Discussion du projet de loi, n° 3156, autorisant l’approbation du protocole à la convention de 1979 sur la pollution atmosphérique transfrontière à longue distance relatif à la réduction de l’acidification, de l’eutrophisation et de l’ozone troposphérique (ensemble neuf annexes) :

Rapport, n° 3605, de M. Jean-Jacques Guillet, au nom de la commission des affaires étrangères.

(Procédure d’examen simplifiée – Article 107 du règlement)

Discussion du projet de loi, adopté par le Sénat, n° 3352, autorisant l’approbation des accords sous forme d’échange de lettres relatifs à la fiscalité des revenus de l’épargne entre le Gouvernement de la République française et les territoires dépendants et associés du Royaume-Uni et des Pays-Bas :

Rapport, n° 3616, de M. Philippe Cochet, au nom de la commission des affaires étrangères.

(Procédure d’examen simplifiée – Article 107 du règlement)
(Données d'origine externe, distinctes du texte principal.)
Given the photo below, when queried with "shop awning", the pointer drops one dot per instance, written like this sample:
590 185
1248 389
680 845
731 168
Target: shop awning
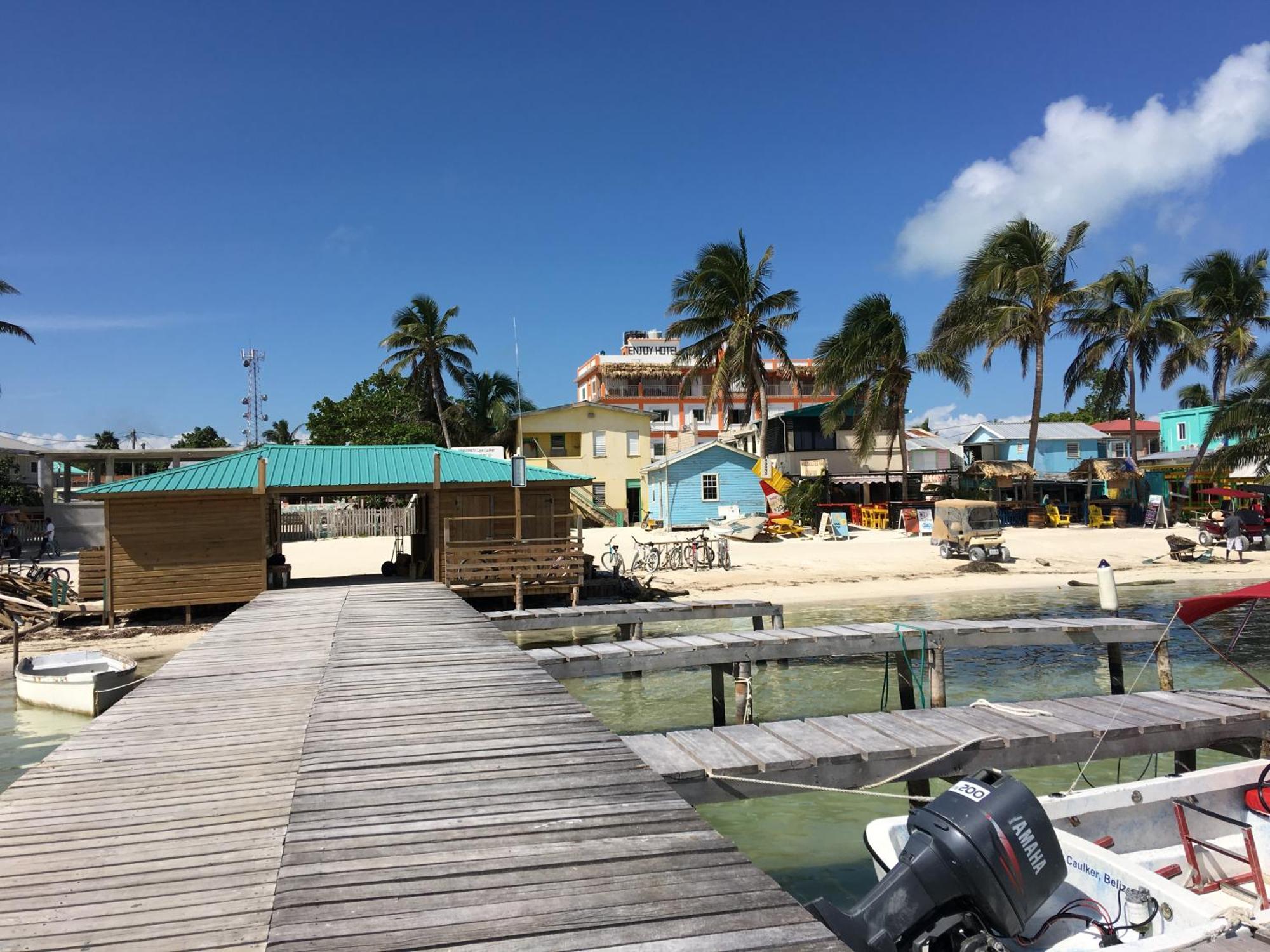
866 479
1191 610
Discussion du projet de loi, n° 3551, autorisant l’approbation de la convention entre le Gouvernement de la République française et le Gouvernement du Grand-Duché de Luxembourg portant rectification de la frontière franco-luxembourgeois suite, d’une part, à la convention-cadre instituant la coopération relative au développement transfrontalier liée au projet Esch-Belval, et, d’autre part, à la convention relative à la réalisation d’infrastructures liées au site de Belval-Ouest :

Rapport, n° 3617, de M. François Guillaume, au nom de la commission des affaires étrangères.

(Procédure d’examen simplifiée – Article 107 du règlement)

Suite de la discussion du projet de loi, n° 3460, adopté par le Sénat après déclaration d’urgence, relatif à la modernisation de la diffusion audiovisuelle et à la télévision du futur :

Rapport, n° 3604, de M. Emmanuel Hamelin, au nom de la commission des affaires culturelles, familiales et sociales ;

Avis, n° 3613, de M. Frédéric Soulier, au nom de la commission des affaires économiques, de l’environnement et du territoire.

À quinze heures, deuxième séance publique :

Questions au Gouvernement ;

Suite de la discussion du projet de loi, n° 3460, adopté par le Sénat après déclaration d’urgence, relatif à la modernisation de la diffusion audiovisuelle et à la télévision du futur :

Rapport, n° 3604, de M. Emmanuel Hamelin, au nom de la commission des affaires culturelles, familiales et sociales ;

Avis, n° 3613, de M. Frédéric Soulier, au nom de la commission des affaires économiques, de l’environnement et du territoire.

À vingt et une heures trente, troisième séance publique :

Suite de l’ordre du jour de la deuxième séance.

La séance est levée.

(La séance est levée, le mercredi 31 janvier, à zéro heure cinquante-cinq.)